Transform算子-使用Java开发
Logger.getLogger("org").setLevel(Level.WARN);
SparkConf conf = new SparkConf();
conf.setMaster("local[2]").setAppName("WordBlock");
JavaStreamingContext jssc = new JavaStreamingContext(conf, Durations.seconds(2));
JavaRDD<String> blackRDD = jssc.sparkContext().parallelize(Arrays.asList("?", "!", ",", "."));
Broadcast<JavaRDD<String>> broadcast = jssc.sparkContext().broadcast(blackRDD);
JavaReceiverInputDStream<String> dStream = jssc.socketTextStream("localhost", 9999);
JavaPairDStream<String, Integer> wordOneStream = dStream.flatMap(line -> Arrays.asList(line.split(" ")).iterator())

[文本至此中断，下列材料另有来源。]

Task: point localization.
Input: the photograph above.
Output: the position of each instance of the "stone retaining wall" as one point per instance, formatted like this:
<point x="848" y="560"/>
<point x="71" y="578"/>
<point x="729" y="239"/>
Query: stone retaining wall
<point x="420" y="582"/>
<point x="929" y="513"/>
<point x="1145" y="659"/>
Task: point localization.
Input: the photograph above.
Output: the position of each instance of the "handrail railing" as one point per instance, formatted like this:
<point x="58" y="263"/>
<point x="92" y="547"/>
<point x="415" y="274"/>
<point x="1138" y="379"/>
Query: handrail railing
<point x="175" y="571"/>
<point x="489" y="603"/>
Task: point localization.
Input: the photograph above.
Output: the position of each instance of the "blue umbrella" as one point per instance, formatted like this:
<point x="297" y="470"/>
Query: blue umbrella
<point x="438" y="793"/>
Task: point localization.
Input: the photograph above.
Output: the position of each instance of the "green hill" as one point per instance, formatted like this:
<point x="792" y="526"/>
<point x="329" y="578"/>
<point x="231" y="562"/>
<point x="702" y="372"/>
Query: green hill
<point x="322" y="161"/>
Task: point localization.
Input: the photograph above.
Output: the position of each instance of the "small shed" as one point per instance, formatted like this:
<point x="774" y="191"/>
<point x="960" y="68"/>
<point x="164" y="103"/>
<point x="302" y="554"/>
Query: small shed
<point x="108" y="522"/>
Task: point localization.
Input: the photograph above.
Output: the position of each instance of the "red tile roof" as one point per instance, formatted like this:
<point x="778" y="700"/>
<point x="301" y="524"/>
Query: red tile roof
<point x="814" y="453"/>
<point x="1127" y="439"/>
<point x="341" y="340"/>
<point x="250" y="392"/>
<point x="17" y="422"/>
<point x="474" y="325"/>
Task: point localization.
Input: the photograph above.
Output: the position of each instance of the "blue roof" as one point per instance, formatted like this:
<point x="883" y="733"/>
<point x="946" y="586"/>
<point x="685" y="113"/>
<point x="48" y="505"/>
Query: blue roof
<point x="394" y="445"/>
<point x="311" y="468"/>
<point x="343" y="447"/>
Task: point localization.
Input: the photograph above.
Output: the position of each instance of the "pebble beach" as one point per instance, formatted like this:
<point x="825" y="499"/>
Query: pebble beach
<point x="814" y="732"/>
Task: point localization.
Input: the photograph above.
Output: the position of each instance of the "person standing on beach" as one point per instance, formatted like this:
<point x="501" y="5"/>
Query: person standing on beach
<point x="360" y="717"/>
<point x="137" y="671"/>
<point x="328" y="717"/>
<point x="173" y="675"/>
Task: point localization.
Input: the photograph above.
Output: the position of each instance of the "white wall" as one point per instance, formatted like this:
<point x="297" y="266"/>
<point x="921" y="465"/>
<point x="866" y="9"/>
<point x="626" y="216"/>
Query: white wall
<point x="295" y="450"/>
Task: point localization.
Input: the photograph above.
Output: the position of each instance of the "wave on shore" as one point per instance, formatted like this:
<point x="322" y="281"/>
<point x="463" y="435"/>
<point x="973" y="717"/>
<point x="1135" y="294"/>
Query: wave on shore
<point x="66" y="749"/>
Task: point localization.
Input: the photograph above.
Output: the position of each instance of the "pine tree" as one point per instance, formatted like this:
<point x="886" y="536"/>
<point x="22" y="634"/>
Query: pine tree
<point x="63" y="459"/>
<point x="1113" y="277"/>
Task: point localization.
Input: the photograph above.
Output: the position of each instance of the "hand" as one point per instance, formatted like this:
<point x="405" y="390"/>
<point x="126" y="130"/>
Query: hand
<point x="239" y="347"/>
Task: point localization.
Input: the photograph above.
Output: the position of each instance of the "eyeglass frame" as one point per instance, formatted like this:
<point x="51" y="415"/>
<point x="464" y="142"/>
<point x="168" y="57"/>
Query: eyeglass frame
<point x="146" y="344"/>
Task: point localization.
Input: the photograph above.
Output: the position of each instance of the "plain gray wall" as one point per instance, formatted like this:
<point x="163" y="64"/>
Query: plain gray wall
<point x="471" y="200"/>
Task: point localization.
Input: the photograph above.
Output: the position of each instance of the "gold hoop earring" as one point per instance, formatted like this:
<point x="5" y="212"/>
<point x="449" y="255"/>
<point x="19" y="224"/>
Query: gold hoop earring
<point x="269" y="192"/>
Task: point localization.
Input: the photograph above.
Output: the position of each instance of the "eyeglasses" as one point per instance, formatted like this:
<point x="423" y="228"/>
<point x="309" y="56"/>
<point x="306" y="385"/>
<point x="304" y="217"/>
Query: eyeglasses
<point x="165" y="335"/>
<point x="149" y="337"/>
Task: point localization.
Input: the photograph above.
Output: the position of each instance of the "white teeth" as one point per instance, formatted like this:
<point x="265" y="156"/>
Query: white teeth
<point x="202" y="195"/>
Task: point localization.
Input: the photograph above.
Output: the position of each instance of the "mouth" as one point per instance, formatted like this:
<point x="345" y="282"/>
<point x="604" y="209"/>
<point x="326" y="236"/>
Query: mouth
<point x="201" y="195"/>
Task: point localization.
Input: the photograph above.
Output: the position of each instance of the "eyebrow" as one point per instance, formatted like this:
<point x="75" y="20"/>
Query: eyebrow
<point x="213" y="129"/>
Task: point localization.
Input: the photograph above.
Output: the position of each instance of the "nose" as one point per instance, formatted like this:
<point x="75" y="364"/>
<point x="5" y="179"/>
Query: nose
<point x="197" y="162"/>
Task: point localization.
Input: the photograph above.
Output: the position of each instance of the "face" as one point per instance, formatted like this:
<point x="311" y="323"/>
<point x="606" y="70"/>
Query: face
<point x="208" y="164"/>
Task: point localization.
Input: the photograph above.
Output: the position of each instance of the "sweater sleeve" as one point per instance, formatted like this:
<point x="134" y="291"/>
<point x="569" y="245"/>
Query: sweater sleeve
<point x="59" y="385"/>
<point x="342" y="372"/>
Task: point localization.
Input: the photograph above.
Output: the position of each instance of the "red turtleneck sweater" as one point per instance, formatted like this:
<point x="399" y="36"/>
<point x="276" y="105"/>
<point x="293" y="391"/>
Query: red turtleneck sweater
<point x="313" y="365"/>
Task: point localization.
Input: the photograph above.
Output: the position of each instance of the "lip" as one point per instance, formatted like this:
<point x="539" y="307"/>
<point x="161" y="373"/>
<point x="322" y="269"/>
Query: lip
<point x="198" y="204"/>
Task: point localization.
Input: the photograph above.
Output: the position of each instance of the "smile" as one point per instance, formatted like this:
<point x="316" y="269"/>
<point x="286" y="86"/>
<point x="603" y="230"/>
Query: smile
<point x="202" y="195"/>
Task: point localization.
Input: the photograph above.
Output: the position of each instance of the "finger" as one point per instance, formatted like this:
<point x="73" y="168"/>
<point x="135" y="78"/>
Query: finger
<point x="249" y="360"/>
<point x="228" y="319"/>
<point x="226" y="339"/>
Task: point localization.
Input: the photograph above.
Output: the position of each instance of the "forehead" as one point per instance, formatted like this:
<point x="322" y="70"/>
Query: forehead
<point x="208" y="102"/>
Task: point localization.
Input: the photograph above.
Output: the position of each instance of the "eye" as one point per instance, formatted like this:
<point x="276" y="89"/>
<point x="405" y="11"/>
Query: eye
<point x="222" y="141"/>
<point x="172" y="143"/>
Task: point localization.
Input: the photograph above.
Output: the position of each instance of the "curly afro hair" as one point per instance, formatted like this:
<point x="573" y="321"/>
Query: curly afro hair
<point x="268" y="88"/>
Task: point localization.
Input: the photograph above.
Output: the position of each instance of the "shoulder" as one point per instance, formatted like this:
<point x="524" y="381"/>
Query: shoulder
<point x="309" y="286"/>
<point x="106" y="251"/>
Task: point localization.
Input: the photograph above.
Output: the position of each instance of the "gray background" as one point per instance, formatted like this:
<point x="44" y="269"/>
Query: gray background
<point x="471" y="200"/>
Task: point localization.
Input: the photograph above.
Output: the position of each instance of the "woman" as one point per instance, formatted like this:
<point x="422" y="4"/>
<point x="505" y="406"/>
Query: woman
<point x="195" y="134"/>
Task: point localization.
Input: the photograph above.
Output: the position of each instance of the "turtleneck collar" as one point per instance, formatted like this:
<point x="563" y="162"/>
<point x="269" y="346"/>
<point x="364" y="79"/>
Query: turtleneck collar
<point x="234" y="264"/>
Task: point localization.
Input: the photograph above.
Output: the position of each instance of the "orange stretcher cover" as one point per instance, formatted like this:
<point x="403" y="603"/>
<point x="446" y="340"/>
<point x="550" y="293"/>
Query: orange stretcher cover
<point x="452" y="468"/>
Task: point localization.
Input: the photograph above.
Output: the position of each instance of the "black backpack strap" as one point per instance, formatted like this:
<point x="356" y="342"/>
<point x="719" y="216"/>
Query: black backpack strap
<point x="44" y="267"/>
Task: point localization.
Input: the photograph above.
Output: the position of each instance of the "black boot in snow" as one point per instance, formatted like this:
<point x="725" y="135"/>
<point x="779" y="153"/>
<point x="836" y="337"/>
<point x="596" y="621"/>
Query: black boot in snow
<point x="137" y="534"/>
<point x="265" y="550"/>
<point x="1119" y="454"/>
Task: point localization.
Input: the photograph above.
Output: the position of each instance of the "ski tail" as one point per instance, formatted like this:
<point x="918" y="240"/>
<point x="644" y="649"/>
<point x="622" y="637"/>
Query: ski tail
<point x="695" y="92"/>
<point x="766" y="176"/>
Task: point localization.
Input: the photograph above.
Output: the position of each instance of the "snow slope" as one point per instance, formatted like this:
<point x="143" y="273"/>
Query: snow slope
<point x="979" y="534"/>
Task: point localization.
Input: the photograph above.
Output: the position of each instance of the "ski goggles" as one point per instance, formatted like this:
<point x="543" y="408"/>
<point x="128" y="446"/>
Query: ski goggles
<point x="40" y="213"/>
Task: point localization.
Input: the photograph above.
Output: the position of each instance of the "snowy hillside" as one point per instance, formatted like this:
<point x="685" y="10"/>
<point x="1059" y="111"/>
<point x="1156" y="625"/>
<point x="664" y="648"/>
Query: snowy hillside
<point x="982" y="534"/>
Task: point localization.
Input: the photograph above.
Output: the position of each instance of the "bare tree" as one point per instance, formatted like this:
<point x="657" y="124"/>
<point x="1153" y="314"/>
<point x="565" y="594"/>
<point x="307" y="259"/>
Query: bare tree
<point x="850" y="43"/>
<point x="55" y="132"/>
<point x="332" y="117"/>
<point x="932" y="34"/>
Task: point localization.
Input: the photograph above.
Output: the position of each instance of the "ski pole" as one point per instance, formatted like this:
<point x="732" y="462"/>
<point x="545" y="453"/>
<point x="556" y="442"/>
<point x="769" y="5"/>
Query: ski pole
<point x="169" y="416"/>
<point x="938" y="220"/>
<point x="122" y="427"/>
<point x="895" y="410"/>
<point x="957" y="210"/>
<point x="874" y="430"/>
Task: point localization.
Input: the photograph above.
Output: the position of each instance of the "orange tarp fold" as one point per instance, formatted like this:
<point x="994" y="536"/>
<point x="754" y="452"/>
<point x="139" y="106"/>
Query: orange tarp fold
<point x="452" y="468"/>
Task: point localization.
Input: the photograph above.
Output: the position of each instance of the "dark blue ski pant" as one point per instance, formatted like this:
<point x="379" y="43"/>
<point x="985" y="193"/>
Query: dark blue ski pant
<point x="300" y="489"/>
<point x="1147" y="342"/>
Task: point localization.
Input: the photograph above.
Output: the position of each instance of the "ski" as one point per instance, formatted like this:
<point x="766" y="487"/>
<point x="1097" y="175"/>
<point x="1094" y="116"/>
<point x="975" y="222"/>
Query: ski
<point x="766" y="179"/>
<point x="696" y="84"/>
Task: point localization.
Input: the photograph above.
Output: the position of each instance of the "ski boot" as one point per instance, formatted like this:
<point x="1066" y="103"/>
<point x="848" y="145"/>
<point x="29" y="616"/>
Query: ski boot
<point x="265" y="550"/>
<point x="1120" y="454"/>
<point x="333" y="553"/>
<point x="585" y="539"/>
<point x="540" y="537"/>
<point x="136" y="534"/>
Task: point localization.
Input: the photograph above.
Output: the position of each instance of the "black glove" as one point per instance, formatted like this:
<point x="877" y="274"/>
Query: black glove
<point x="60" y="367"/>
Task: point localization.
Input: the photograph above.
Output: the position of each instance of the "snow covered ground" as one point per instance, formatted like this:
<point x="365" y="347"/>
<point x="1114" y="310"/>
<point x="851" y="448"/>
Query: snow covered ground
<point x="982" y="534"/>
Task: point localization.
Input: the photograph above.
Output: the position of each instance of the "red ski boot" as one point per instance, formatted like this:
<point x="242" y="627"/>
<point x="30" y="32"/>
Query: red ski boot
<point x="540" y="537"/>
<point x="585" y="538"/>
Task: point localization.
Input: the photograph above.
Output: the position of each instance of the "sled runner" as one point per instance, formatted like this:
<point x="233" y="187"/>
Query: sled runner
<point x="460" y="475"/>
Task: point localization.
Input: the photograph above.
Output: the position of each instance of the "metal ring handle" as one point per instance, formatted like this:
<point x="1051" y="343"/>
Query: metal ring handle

.mapToPair(word -> new Tuple2<>(word, 1));
JavaPairDStream<String, Integer> result = wordOneStream.transform(new Function<JavaPairRDD<String, Integer>, JavaRDD<String>>() {
@Override
public JavaRDD<String> call(JavaPairRDD<String, Integer> pairRDD) throws Exception {
JavaRDD<String> blackBroadcast = broadcast.getValue();
JavaPairRDD<String, Boolean> blackRDD = blackBroadcast.mapToPair(word -> new Tuple2<>(word, true));
JavaPairRDD<String, Tuple2<Integer, Optional<Boolean>>> resultRDD = pairRDD.leftOuterJoin(blackRDD);
JavaRDD<String> resultString = resultRDD.filter(new Function<Tuple2<String, Tuple2<Integer, Optional<Boolean>>>, Boolean>() {
@Override
public Boolean call(Tuple2<String, Tuple2<Integer, Optional<Boolean>>> resultTuple2) throws Exception {
return !resultTuple2._2._2.isPresent();
}
}).map(new Function<Tuple2<String, Tuple2<Integer, Optional<Boolean>>>, String>() {
@Override
public String call(Tuple2<String, Tuple2<Integer, Optional<Boolean>>> stringTuple2) throws Exception {
return stringTuple2._1;
}
});
return resultString;
}
}).mapToPair(word -> new Tuple2<>(word, 1)).reduceByKey((v1, v2) -> v1 + v2);
result.print();
jssc.start();
jssc.awaitTermination();
jssc.stop();